Hi! I’m William “Lee” Dubois (called either Wil or Lee, depending what part of the internet you’re on). I’m a diabetes columnist and the author of four books about diabetes that have collectively won 16 national and international book awards. (Hey, if you can’t brag about yourself on your own blog, where can you??) I have the great good fortune to pen the edgy Dear Abby-style advice column every Saturday at Diabetes Mine; write the Diabetes Simplified column for dLife; and am one of the ShareCare diabetes experts. My work also appears in Diabetic Living and Diabetes Self-Management magazines. In addition to writing, I’ve spent the last half-dozen years running the diabetes education program for a rural non-profit clinic in the mountains of New Mexico. Don’t worry, I’ll get some rest after the cure. LifeAfterDx is my personal home base, where I get to say what and how I feel about diabetes and… you know… life, free from the red pens of editors (all of whom I adore, of course!).

Thursday, April 09, 2009

Here's looking at you, kids


So I went into Photoshop and rescaled downloads from CoPilot, CareLink, and ZeroClick. I distorted them so the X and Y axises would be close to the same and then lined them up by time as well. The upshot, as we are comparing apples, oranges, and lemons--I wanted to try to get all the fruit on the same page. It was a huge pain in the ass, so we won’t be doing this little exercise again anytime soon.

Top is Navigator from day one, about 12 hours worth. Middle is Guardian from the same time period. Bottom is Presto. That’s my clinic presto meter, so it doesn’t have the late afternoon or early evening readings.

So a couple of things to point out. First, Guardian is exhibiting a very noisy trace. This happens sometimes, but is pretty rare. This particular sensor on this particular day was really acting crappy. As speculated yesterday, I could be RF interference from the other CGM. Navigator’s trace is much smoother. Of course, they might polish the data during the download, but it seems to me that both traces are accurate presentations of what I experienced with the devices on that day.

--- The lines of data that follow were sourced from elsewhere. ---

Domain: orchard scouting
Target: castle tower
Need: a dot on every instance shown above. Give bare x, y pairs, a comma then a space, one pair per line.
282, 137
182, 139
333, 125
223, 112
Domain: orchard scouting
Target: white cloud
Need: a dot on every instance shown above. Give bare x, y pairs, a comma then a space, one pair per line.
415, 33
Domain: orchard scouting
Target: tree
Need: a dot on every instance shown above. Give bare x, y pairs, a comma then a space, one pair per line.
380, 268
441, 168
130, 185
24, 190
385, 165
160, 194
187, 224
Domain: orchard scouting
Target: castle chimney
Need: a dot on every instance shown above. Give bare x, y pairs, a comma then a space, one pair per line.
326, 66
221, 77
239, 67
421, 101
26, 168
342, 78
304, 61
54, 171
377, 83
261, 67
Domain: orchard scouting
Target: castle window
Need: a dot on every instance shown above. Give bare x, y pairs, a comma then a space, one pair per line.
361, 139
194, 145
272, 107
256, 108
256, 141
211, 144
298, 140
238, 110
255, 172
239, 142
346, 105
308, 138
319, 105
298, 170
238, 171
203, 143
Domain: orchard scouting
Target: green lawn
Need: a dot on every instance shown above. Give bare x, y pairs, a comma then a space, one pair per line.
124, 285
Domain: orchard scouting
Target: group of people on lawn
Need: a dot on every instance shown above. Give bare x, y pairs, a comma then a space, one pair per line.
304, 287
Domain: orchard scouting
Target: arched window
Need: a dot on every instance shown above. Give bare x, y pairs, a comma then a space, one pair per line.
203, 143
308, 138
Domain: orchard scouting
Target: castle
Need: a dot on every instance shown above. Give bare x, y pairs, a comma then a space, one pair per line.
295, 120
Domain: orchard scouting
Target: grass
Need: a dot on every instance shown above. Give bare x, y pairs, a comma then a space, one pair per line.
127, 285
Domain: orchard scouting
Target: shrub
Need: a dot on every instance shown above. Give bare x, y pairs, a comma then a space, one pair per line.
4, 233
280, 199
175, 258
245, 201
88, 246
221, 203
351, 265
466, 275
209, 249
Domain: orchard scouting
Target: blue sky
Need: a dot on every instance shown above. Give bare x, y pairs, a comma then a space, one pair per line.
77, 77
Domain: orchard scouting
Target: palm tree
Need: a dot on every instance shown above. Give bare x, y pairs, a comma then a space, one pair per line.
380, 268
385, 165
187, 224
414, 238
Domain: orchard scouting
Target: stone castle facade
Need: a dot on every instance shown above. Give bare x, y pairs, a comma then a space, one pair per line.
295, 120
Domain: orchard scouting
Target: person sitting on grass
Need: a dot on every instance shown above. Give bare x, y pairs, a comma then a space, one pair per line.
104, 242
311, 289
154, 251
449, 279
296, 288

But in spite, or despite this, but the CGM curves are pretty much the same shape. We have a drop from early morning to noonish, a hospice-pizza spike, a decent to base line that is pretty rapid and then a leveling off.

The connect-the-dots Presto control strip also mimics the overall shape of the curve too.

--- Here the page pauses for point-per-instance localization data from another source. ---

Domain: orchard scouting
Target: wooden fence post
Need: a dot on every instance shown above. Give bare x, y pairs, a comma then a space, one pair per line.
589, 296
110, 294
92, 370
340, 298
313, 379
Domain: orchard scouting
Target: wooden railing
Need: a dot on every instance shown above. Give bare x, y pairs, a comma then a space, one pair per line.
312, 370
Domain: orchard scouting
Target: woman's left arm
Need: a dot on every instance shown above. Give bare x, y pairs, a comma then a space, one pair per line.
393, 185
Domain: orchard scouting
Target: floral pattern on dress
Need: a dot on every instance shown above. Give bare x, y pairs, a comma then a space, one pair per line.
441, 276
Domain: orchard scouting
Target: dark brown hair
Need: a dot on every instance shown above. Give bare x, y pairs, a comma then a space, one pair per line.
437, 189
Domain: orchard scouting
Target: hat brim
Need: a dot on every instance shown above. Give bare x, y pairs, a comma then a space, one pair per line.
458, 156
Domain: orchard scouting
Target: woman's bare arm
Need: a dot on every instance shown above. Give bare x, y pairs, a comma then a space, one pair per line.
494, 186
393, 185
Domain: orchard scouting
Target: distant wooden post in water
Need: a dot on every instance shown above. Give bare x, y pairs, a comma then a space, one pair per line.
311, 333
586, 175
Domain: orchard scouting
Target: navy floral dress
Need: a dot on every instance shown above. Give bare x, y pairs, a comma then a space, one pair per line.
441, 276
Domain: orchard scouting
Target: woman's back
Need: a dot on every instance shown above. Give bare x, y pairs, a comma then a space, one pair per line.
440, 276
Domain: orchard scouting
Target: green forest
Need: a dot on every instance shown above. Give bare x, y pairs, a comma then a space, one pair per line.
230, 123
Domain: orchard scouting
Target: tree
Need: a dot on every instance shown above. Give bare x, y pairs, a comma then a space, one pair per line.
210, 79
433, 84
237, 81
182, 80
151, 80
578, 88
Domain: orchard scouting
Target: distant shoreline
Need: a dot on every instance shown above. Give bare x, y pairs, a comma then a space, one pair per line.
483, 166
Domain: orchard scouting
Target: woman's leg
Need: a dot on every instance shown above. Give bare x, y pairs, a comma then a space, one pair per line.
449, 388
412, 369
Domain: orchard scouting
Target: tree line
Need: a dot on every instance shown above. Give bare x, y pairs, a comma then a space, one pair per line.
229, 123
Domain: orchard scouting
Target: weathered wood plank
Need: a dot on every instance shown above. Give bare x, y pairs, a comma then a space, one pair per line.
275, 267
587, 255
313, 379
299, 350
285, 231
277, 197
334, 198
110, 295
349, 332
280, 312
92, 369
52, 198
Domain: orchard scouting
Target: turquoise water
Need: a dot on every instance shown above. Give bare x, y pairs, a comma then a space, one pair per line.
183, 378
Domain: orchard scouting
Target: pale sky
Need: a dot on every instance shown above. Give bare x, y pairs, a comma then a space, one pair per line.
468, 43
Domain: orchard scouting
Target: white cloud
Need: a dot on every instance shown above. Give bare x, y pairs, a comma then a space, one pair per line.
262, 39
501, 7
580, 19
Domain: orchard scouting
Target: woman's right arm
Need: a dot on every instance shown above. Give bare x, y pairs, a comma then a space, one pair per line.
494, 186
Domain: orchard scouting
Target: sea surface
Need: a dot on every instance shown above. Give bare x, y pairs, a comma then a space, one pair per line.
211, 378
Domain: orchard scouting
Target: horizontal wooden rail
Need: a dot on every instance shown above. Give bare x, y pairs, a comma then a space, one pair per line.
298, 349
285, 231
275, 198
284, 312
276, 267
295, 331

So bottom line. Both systems, from a large over-all trend perspective work.

But which is better in the trenches for day-to-day use and survival? Ah, it is too early to tell. The real-time shootout has just begun.

Next time: a summary of first impressions using Navigator.

3 Comments:

Anonymous Carol said...

Thanks so much for posting about your experiences in such detail. Couldn't be more timely for me...considering the MM offer right now as an opp to get a "free" CGM. I'm eagerly await the next installment of your CGM exploits!

9:54 AM  
Blogger Crystal said...

I'm with Carol, eagerly awaiting.

Don't have the option for a CGM at all, no insurance (a good thing?) so Way to expensive for my small bank account.

Thanks for the details, Love the graphs.

10:57 AM  
Blogger Scott K. Johnson said...

Looks like they tracked pretty darn well (relatively same shapes)!